3.Impact of revascularization therapy on intestinal rehabilitation therapy in patients with short bowel syndrome caused by acute mesenteric ischemia with chronic multivessel lesions
Yufei XIA ; Xin QI ; Minyi ZHU ; Xuejin GAO ; Li ZHANG ; Yudong SUN ; Xinying WANG
Chinese Journal of General Surgery 2024;39(3):172-182
Objective:To investigate whether intestinal rehabilitation therapy (IRT)could optimize the effectiveness of IRT in patients with short bowel syndrome (SBS) caused by acute mesenteric ischemia (AMI) with chronic multivessel lesions.Methods:Clinical data of 18 hospitalized patients diagnosed with AMI leading to SBS and undergoing IRT at the Eastern Theater General Hospital of the People's Liberation Army from Jan 2012 to Oct 2023 was retrospectively analyzed.Result:Following IRT, the revascularization group showed significantly greater increases in ASMI and grip strength compared to the control group [(0.28±0.26) kg/m 2vs. (0.02±0.21) kg/m 2, P=0.033, and (0.97±0.33) kg vs. (0.48±0.34) kg, P=0.007, respectively]. Similarly, the increase in EN intake was significantly higher in the revascularization group compared to the control group [(572.5±93.6) ml/d vs. (375.2±176.3) ml/d, P=0.012], accompanied by a greater improvement in intestinal nitrogen absorption rate [(25.06±14.06)% vs. (13.84±4.62)%, P=0.034] and a more substantial decrease in GSRS scores [(-15.88±3.94) vs. (-6.33±5.13), P=0.030]. Moreover, there were significant differences in the composition of EN formulations between the two groups after IRT ( P=0.046).

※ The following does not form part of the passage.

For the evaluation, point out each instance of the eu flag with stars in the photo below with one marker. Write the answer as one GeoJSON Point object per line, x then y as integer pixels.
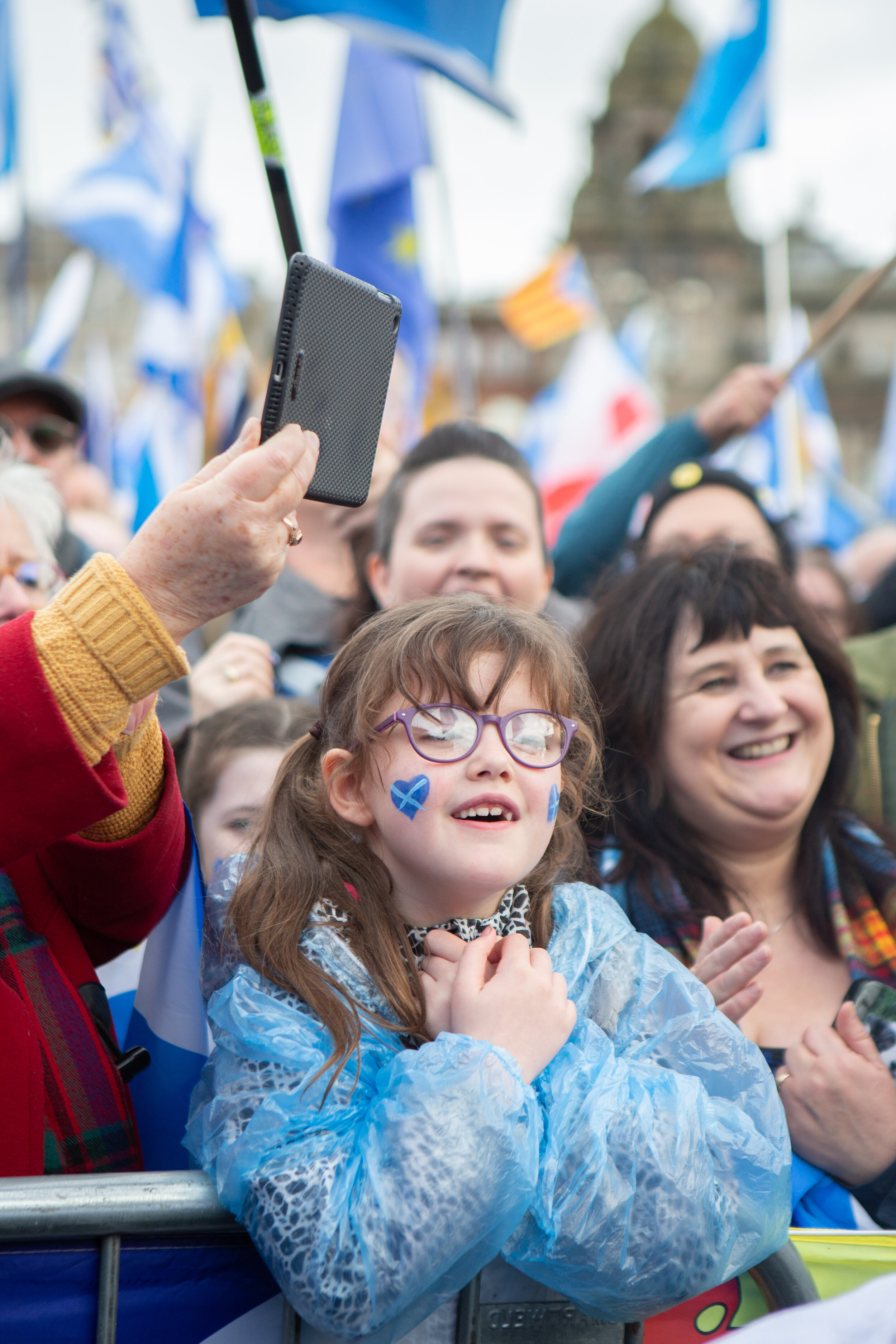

Additionally, SF-36 scores at discharge were significantly higher in the revascularization group than that in the control group for five indicators including BP, GH, VT, SF, and MH ( P<0.05). Conclusions:For patients with SBS resulting from AMI by chronic multivessel lesions, revascularization therapy may not leading to higher growth in weight and hematological nutritional indicators during IRT, but it is beneficial for improving muscle function, improving EN absorption, increasing the likelihood of PN independence, relieving gastrointestinal symptoms, and enhancing overall quality of life.